Ostia racconta - Lo schiavo fuggitivo
Questo collare è stato trovato in una delle taverne lungo la via di Diana, una strada nel centro della città antica dove si trovavano numerose botteghe, perlopiù destinate alla rivendita di cibi e bevande. Si tratta di un piccolo nastro di bronzo che si assottiglia alle estremità; sulla parte centrale compare un’iscrizione in latino, realizzata con piccole battiture di chiodo. La scritta recita TENE ME NE FUGIAM FUGIO, ossia “trattienimi per non farmi scappare, sto scappando”. Si tratta evidentemente del collare di uno schiavo che aveva tentato di fuggire più di una volta, come suggerito dalla ripetizione del verbo “fugio” e, ricatturato, era stato marchiato in modo da poter essere individuato da chiunque lo incontrasse per strada.

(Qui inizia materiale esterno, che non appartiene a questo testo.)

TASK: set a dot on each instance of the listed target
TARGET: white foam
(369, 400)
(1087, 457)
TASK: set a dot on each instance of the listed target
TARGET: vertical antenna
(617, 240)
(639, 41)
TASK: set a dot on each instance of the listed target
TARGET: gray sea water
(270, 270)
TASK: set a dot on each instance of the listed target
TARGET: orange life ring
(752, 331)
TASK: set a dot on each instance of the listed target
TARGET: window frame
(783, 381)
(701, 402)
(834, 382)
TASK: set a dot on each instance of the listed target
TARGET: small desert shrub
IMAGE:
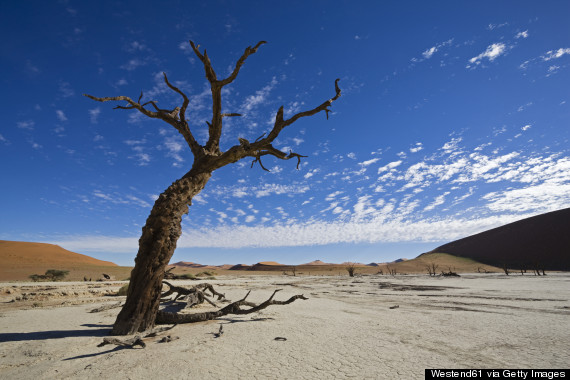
(206, 273)
(123, 290)
(350, 268)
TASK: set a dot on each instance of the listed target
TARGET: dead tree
(431, 268)
(163, 226)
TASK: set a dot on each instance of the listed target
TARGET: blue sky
(453, 119)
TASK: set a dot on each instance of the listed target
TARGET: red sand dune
(18, 253)
(316, 262)
(268, 263)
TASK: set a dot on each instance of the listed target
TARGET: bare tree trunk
(156, 247)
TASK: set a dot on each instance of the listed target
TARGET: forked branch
(164, 317)
(175, 117)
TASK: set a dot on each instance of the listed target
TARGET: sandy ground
(347, 329)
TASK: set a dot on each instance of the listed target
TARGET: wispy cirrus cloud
(492, 52)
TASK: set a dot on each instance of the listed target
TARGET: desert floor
(347, 329)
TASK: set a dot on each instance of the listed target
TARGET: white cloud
(60, 115)
(353, 231)
(28, 124)
(94, 115)
(416, 148)
(555, 54)
(133, 64)
(495, 26)
(429, 52)
(541, 198)
(311, 173)
(389, 166)
(439, 200)
(368, 162)
(491, 53)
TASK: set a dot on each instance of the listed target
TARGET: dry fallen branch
(106, 307)
(130, 343)
(164, 317)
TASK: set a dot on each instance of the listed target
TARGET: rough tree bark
(163, 226)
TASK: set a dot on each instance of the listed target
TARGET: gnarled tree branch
(164, 317)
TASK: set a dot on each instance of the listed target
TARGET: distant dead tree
(163, 226)
(450, 273)
(432, 268)
(351, 269)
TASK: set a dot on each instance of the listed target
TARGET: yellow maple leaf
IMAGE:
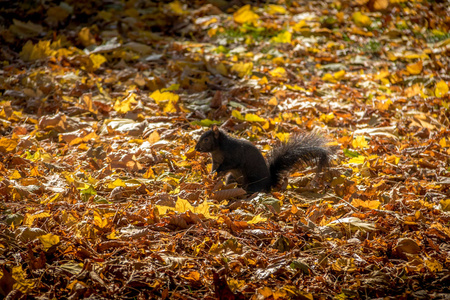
(339, 74)
(415, 69)
(361, 19)
(177, 8)
(441, 89)
(15, 175)
(360, 142)
(48, 240)
(245, 15)
(275, 9)
(328, 77)
(242, 69)
(299, 26)
(278, 72)
(97, 60)
(273, 101)
(125, 105)
(283, 37)
(371, 204)
(7, 145)
(257, 219)
(99, 220)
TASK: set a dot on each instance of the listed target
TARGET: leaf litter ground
(103, 195)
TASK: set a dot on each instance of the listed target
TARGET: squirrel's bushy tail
(302, 148)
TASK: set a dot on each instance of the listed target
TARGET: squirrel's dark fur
(247, 165)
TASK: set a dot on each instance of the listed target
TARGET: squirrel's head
(209, 141)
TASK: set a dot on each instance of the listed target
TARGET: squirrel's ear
(215, 130)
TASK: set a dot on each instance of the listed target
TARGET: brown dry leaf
(228, 193)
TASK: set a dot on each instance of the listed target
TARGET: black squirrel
(247, 165)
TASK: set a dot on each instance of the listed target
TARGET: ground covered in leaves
(102, 193)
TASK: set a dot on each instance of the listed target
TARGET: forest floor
(104, 197)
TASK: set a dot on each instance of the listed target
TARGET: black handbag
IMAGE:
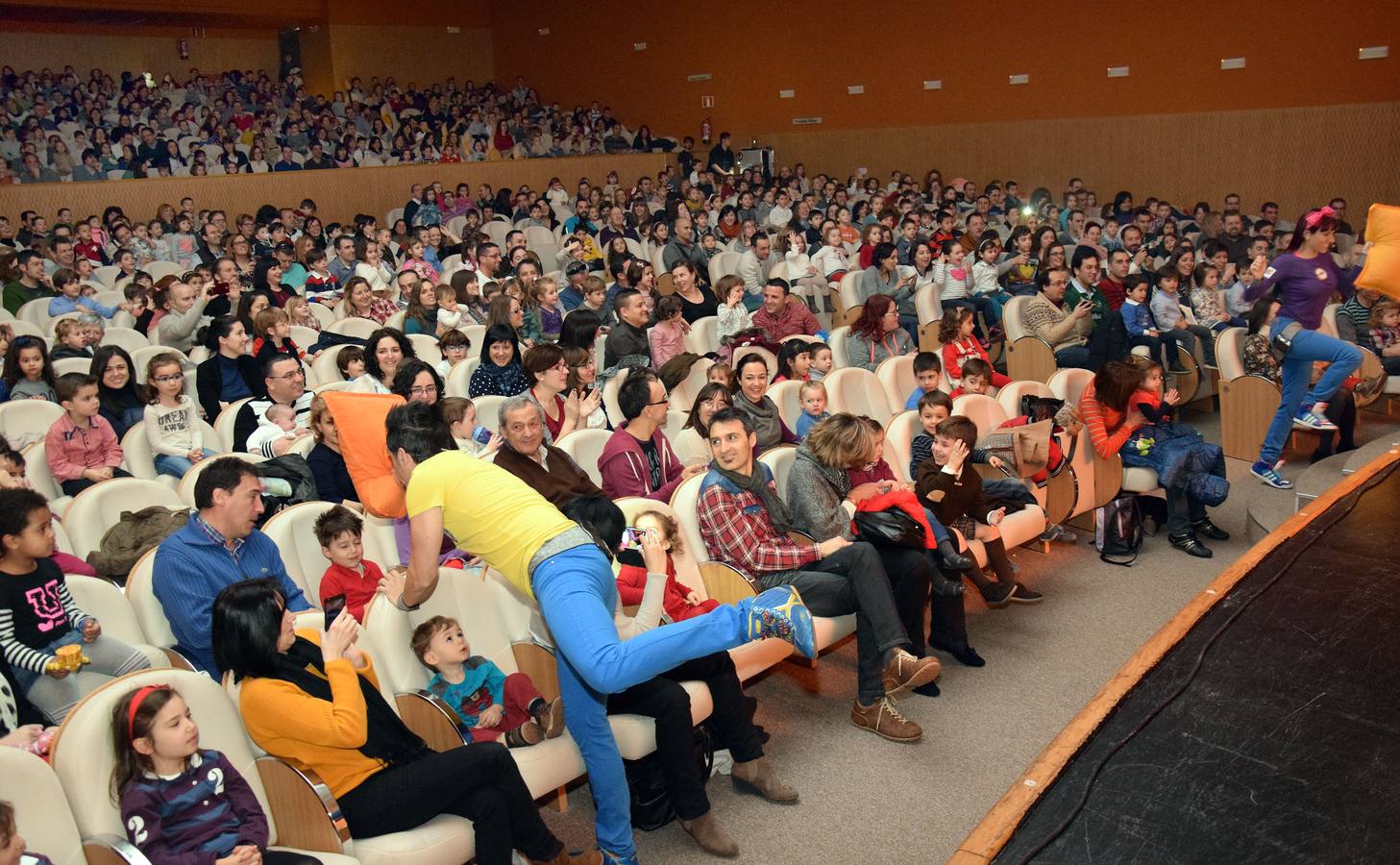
(889, 530)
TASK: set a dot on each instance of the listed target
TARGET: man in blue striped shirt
(217, 548)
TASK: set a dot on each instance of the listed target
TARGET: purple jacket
(626, 472)
(1304, 285)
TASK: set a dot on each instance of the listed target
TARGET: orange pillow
(1382, 270)
(360, 422)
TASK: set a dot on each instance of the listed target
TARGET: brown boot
(757, 777)
(884, 720)
(904, 672)
(549, 715)
(708, 834)
(524, 735)
(591, 856)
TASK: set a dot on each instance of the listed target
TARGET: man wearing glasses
(637, 459)
(285, 383)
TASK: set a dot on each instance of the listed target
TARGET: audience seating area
(66, 810)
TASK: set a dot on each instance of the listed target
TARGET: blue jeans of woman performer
(1308, 347)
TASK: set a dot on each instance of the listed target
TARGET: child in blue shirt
(1137, 319)
(70, 297)
(489, 703)
(927, 370)
(814, 408)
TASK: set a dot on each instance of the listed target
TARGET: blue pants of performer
(1308, 346)
(577, 594)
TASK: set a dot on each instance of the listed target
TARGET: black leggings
(478, 781)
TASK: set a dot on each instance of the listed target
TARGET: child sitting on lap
(339, 532)
(489, 703)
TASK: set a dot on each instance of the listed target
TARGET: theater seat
(896, 376)
(585, 447)
(24, 422)
(43, 818)
(100, 507)
(293, 531)
(108, 604)
(83, 756)
(899, 434)
(857, 391)
(185, 490)
(787, 396)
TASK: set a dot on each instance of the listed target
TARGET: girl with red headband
(1302, 282)
(181, 803)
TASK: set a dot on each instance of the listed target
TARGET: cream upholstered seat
(857, 391)
(896, 377)
(787, 398)
(83, 752)
(426, 347)
(100, 507)
(704, 334)
(42, 815)
(293, 531)
(185, 490)
(610, 398)
(778, 459)
(37, 472)
(726, 584)
(1028, 356)
(140, 459)
(24, 422)
(585, 447)
(224, 424)
(126, 337)
(750, 658)
(683, 395)
(360, 328)
(836, 339)
(899, 434)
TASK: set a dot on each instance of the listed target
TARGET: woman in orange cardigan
(312, 699)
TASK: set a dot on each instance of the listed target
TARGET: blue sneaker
(780, 612)
(1270, 475)
(1311, 420)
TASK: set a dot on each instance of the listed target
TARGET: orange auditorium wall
(1292, 58)
(136, 49)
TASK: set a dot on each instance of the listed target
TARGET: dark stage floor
(1286, 748)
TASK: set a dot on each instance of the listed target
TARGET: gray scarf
(756, 483)
(765, 419)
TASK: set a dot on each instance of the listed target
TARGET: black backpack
(1118, 531)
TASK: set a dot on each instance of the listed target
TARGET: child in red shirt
(961, 346)
(350, 573)
(677, 602)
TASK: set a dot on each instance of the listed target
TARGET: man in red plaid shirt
(744, 522)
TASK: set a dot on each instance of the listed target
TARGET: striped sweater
(36, 610)
(195, 818)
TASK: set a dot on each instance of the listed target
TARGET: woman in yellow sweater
(312, 699)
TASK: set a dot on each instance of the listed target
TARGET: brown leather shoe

Collari come questo si ritrovano molto raramente e testimoniano un aspetto drammatico della società romana, comune a molte altre società antiche. In generale la condizione servile era particolarmente dura in campagna e nelle attività edilizie o minerarie, mentre gli schiavi di casa avevano un tenore di vita migliore. Dopo le grandi rivolte servili come quella di Spartaco (73-71 a.C.), il trattamento degli schiavi migliorò progressivamente, soprattutto per merito dell’imperatore Claudio (37-54 d.C.), che obbligò i padroni a far curare gli schiavi malati. Inoltre, durante l’impero, si diffuse sempre più la “manomissione”, ossia la liberazione degli schiavi a opera dei loro padroni; dopo anni di fedele servizio, un servo poteva comprare la sua libertà o riceverla in dono, diventando un “liberto”. Nei secoli successivi, il numero di schiavi si ridusse per la progressiva chiusura delle fonti di approvvigionamento: le guerre di conquista erano finite e con esse diminuirono le possibilità di fare prigionieri da vendere come schiavi. Infine, con l’affermazione del cristianesimo, la schiavitù scomparve nell’impero, ma un certo numero di schiavi continuò ad arrivare in Europa dalle terre non cristiane oltre il confine.
Chi era lo schiavo fuggitivo di Ostia? Il tipo di scrittura presente sul collare orienta per una datazione dell’oggetto al III secolo d.C.; non sappiamo se si trattasse di un servo di campagna o di città, ma questo manufatto ci restituisce la durezza di quel periodo storico, facendoci comprendere come i grandi risultati ottenuti dall’impero romano furono raggiunti anche grazie allo sfruttamento di enormi masse di persone.
Per saperne di più:
Notizie degli Scavi di antichità 1916, p. 418.
R. Calza e M. Floriani Squarciapino, Museo Ostiense, Roma, 1962, p. 95.
C. Pavolini, La vita quotidiana a Ostia, Roma-Bari, 1986 (rist. 2010), p. 40.
J. Chamay, Ostia, port de la Rome antique, Musée Rath, Genève-Paris, 2001, p. 96.